## BIDS_files

### What is BIDS?

BIDS is a special naming convention for files and folders. See https://bids-specification.readthedocs.io/en/stable/
It determines where files are, and how they are named.

BIDS_files are a datatype that automaticall incorporates the aforementioned BIDS convention.

The BIDS_files can automatically create a BIDS compliant dataset and provides Object to filter and loop through

In [1]:
# Lets import the class that represent a whole data set.
from TPTBox import BIDS_Global_info

# TODO Replace /media/data/robert/datasets/spinegan_T2w/raw/ with a BIDS compline data set path, where rawdata and derivatives are.
# You can parse multiple datasets and select what parent folder are read (e.g. rawdata, derivatives)
bids_global_object = BIDS_Global_info(
    ["/media/data/robert/datasets/spinegan_T2w/raw/"],
    ["rawdata", "rawdata_dixon", "derivatives"],
    additional_key=["sequ", "seg", "ovl"],
    verbose=True,
)
# The Parser will inform you about every non standard files.
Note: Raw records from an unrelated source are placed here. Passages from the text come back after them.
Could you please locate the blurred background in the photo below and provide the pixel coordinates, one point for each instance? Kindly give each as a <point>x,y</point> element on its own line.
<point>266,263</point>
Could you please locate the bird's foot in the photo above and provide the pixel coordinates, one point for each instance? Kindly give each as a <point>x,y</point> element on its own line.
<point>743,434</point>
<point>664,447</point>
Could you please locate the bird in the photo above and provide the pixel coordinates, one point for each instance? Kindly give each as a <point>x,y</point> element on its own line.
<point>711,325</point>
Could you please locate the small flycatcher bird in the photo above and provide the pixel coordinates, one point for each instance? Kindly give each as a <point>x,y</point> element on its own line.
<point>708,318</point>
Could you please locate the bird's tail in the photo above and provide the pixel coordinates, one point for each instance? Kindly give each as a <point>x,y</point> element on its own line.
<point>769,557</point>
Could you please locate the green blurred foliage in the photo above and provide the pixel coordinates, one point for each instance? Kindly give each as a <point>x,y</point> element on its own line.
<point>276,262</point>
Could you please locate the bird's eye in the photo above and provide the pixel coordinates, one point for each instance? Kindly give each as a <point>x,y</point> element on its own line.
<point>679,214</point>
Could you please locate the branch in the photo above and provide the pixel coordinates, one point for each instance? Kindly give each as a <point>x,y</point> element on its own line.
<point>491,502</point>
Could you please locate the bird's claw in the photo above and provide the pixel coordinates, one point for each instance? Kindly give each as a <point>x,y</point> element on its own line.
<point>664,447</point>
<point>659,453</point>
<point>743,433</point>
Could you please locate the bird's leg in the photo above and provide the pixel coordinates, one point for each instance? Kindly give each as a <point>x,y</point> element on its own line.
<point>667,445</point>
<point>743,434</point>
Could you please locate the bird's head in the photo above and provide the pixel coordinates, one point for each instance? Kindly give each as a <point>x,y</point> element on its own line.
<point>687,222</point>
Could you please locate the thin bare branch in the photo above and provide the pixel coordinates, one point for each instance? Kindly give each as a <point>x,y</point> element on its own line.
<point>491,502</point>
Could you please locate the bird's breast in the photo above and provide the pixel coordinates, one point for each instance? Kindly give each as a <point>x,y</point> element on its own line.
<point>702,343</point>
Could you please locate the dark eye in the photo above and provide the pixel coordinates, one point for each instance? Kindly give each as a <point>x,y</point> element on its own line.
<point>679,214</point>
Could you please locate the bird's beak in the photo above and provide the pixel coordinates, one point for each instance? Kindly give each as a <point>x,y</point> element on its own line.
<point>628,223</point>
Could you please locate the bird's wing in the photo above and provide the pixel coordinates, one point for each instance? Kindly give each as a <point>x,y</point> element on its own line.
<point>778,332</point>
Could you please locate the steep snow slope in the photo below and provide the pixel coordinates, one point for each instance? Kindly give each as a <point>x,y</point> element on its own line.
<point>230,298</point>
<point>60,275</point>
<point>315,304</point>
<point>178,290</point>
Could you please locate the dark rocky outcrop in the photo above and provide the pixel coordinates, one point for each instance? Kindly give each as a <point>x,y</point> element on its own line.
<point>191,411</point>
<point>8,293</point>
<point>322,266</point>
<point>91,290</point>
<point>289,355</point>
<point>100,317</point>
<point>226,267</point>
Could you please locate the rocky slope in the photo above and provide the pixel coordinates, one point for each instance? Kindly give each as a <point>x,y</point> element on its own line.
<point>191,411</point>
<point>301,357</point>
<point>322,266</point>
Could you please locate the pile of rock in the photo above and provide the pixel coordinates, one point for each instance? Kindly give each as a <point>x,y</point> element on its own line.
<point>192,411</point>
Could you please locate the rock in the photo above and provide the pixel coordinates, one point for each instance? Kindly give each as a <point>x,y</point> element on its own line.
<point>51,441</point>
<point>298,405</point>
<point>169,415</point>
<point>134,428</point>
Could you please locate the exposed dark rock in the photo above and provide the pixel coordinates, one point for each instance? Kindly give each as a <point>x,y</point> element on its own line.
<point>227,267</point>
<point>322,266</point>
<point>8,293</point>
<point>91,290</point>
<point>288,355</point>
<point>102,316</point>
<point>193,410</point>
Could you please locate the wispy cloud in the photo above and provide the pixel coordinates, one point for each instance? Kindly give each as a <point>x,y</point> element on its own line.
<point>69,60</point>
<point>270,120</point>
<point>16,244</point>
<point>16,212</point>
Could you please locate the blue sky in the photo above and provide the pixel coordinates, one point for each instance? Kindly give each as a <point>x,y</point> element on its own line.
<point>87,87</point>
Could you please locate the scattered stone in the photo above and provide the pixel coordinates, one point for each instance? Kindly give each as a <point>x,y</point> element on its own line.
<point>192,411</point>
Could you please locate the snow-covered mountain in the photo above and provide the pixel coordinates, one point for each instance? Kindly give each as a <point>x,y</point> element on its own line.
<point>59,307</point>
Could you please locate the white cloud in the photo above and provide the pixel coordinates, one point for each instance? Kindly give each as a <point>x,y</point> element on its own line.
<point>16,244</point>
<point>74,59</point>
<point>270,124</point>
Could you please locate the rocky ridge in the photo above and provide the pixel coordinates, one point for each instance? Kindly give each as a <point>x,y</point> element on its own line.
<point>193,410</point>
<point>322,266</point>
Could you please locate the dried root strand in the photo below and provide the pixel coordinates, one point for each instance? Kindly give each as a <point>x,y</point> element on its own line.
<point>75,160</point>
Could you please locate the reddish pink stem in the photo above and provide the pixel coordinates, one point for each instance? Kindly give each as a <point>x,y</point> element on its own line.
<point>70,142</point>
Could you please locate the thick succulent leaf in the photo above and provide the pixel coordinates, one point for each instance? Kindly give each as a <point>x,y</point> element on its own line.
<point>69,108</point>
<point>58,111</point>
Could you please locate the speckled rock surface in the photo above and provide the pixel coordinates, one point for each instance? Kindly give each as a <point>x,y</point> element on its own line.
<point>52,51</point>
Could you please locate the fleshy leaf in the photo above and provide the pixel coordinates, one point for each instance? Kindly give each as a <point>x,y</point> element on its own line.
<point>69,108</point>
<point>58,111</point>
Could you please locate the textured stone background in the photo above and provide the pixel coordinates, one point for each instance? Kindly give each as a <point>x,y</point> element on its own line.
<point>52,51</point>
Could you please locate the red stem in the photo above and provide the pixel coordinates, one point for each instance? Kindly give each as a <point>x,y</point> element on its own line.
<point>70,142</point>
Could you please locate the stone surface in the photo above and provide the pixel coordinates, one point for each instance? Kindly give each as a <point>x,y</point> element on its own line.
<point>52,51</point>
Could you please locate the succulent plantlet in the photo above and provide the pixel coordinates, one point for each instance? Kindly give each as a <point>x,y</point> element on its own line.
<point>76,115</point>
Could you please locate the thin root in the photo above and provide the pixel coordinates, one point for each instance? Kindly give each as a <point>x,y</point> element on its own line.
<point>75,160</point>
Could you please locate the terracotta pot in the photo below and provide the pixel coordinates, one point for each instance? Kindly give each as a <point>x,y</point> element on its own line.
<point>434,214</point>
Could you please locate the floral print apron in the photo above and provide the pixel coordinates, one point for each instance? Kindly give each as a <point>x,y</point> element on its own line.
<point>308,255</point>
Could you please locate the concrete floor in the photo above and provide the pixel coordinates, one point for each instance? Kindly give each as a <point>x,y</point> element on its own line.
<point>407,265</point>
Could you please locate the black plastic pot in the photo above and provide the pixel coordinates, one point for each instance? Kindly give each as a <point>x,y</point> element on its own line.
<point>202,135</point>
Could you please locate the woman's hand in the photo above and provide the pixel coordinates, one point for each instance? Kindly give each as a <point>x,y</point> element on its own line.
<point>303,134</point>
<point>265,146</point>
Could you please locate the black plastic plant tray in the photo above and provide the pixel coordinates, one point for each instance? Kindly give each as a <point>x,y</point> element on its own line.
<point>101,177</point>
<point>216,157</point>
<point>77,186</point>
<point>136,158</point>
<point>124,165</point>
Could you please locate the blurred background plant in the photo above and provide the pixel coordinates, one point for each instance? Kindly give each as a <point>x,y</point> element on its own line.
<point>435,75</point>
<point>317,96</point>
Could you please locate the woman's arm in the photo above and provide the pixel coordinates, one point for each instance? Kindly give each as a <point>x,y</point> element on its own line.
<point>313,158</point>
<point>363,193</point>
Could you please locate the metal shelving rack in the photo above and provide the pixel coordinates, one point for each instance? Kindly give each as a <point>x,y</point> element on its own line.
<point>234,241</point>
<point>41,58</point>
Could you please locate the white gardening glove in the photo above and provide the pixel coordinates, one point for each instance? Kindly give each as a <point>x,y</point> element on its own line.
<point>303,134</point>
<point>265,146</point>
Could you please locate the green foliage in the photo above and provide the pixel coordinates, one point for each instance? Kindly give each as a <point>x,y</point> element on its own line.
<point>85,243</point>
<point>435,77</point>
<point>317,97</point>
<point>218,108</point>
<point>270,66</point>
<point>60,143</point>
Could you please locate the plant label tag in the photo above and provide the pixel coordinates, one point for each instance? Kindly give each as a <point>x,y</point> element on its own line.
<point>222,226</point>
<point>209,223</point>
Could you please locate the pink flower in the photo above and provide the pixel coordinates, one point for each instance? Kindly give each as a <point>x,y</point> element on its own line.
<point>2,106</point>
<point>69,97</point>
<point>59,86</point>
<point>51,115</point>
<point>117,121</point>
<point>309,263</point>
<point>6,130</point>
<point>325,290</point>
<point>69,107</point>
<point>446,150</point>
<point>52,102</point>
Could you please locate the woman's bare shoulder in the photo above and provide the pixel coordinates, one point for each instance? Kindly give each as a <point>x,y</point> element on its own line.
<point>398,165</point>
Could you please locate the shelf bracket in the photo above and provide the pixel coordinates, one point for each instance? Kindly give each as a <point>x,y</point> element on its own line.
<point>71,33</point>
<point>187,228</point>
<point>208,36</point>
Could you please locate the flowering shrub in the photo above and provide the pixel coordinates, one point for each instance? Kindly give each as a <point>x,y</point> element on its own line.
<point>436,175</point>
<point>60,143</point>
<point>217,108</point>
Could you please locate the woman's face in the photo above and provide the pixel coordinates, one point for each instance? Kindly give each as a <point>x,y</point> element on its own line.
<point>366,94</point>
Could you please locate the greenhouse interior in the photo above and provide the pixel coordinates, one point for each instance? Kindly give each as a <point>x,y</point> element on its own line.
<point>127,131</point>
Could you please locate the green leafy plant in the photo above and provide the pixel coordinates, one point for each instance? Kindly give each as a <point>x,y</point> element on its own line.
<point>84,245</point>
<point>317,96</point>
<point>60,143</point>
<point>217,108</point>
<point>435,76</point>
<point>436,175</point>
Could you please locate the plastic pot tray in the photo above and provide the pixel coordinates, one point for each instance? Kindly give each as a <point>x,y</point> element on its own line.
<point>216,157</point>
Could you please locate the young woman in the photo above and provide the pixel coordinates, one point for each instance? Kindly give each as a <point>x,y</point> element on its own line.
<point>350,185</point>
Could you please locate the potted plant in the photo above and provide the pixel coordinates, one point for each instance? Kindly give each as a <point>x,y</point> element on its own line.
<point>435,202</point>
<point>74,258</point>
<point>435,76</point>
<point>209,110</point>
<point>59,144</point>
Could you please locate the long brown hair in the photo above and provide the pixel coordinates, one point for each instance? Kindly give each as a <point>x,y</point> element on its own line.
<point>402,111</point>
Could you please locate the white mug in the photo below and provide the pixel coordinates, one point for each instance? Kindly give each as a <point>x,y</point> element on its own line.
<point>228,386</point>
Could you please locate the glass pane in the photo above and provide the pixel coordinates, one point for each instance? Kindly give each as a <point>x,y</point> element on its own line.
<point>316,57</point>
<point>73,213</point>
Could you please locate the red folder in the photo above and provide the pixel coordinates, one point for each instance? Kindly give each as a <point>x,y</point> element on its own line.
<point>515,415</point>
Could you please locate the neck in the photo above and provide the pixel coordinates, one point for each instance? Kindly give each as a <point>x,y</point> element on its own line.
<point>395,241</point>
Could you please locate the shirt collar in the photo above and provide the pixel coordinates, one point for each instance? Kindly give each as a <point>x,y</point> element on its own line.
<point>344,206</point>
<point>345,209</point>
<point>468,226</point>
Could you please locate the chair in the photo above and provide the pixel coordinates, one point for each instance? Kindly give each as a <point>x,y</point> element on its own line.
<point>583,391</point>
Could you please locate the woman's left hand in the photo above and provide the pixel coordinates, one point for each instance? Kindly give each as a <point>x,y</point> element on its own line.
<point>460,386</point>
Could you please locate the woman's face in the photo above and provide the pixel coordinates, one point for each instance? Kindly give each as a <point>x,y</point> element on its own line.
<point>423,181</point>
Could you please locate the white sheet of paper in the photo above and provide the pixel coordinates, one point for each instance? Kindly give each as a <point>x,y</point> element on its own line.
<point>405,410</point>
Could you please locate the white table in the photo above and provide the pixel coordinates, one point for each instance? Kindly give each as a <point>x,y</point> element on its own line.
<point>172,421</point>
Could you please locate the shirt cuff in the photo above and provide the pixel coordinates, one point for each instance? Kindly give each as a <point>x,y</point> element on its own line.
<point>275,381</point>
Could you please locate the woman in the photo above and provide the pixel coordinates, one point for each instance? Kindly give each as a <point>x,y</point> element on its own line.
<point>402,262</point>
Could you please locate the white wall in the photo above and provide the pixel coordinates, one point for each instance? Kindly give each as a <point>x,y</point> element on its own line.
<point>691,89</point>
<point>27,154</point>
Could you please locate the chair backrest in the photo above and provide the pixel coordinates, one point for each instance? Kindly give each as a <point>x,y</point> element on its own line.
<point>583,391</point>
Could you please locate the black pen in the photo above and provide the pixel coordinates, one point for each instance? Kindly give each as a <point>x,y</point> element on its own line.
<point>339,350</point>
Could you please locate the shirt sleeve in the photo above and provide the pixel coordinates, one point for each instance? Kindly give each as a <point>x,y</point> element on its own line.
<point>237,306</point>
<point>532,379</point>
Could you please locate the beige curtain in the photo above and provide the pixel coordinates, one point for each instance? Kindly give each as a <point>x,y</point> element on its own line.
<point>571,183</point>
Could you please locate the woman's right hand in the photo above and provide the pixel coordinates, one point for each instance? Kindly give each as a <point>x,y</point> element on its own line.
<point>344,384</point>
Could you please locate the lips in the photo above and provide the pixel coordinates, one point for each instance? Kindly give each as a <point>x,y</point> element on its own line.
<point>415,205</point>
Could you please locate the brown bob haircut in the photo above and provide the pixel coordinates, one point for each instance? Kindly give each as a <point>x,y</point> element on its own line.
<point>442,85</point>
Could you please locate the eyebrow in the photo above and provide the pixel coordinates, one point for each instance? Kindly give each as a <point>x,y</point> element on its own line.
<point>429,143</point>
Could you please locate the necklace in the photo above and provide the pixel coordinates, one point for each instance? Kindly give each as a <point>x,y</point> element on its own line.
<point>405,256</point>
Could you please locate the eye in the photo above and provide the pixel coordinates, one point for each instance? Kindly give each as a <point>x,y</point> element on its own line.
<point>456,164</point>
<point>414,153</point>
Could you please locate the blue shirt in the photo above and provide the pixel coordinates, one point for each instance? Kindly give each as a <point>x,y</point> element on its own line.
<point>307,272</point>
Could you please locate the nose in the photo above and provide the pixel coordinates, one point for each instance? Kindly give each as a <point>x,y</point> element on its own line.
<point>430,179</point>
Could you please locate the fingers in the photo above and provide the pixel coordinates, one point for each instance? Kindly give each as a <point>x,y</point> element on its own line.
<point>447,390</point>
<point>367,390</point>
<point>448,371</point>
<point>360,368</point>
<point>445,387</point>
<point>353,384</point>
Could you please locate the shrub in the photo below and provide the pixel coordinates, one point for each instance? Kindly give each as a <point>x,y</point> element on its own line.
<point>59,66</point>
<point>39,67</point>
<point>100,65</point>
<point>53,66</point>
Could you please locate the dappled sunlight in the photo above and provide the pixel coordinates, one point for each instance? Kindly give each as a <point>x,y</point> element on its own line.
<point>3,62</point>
To add additional key add them to additional_key list, so you don't get the msg that this is not a valid key

[!] Dataset  does not start with 'dataset-'


FileNotFoundError: /media/data/robert/datasets/spinegan_T2w/raw/

### How to iterate through a Bids dataset?

BIDS splits data samples roughly into:
- Subject: different patients
- Sessions: one patient can have multiple scans

You use enumerate_subjects to iterate over different, unique subjects.
Then, you can use queries to apply various filters. If you use flatten=True, that means you filter inividual files, and not a group/family of files.

In [None]:
# First loop: Loop over subjects
for subject_name, subject_container in bids_global_object.enumerate_subjects(sort=True):
    # Lets filter out in formation we don't want.
    # Lets only search for CT images

    # start the search, you can start multiple independent filters.
    query = subject_container.new_query(flatten=True)
    # We want to filter only now for individual files and not for a group of files (file family), so we set flatten=True

    # This call removes all files that do not end with "_ct.[filetype]"
    query.filter("format", "ct")
    # Lets remove all files that don't have a nifty.
    query.filter("Filetype", "nii.gz")

    # now we can loop over the CT files.
    for bids_file in query.loop_list(sort=True):
        # finally we get a bids_file
        print("CT BIDS file:", bids_file)
        # We will look at bids_files closer soon, lets just open the nifty as a nibabel.
        nii = bids_file.open_nii()
        print("shape of nii-file:", nii.shape)
        break
    break

# What is a BIDS_file


Terminologies:

A BIDS conform path looks like this:
[dataset                                   ]/[  parent   ]/[  subpath ]/[     file_name                                 ]

Example:
/media/data/robert/datasets/spinegan_T2w/raw/rawdata_dixon/spinegan0001/sub-spinegan0001_ses-20220527_sequ-202_ct.nii.gz

A file has all the information to find relations to other files.
Lets look at this file.

"sub-spinegan0001_ses-20220527_sequ-202_ct.nii.gz"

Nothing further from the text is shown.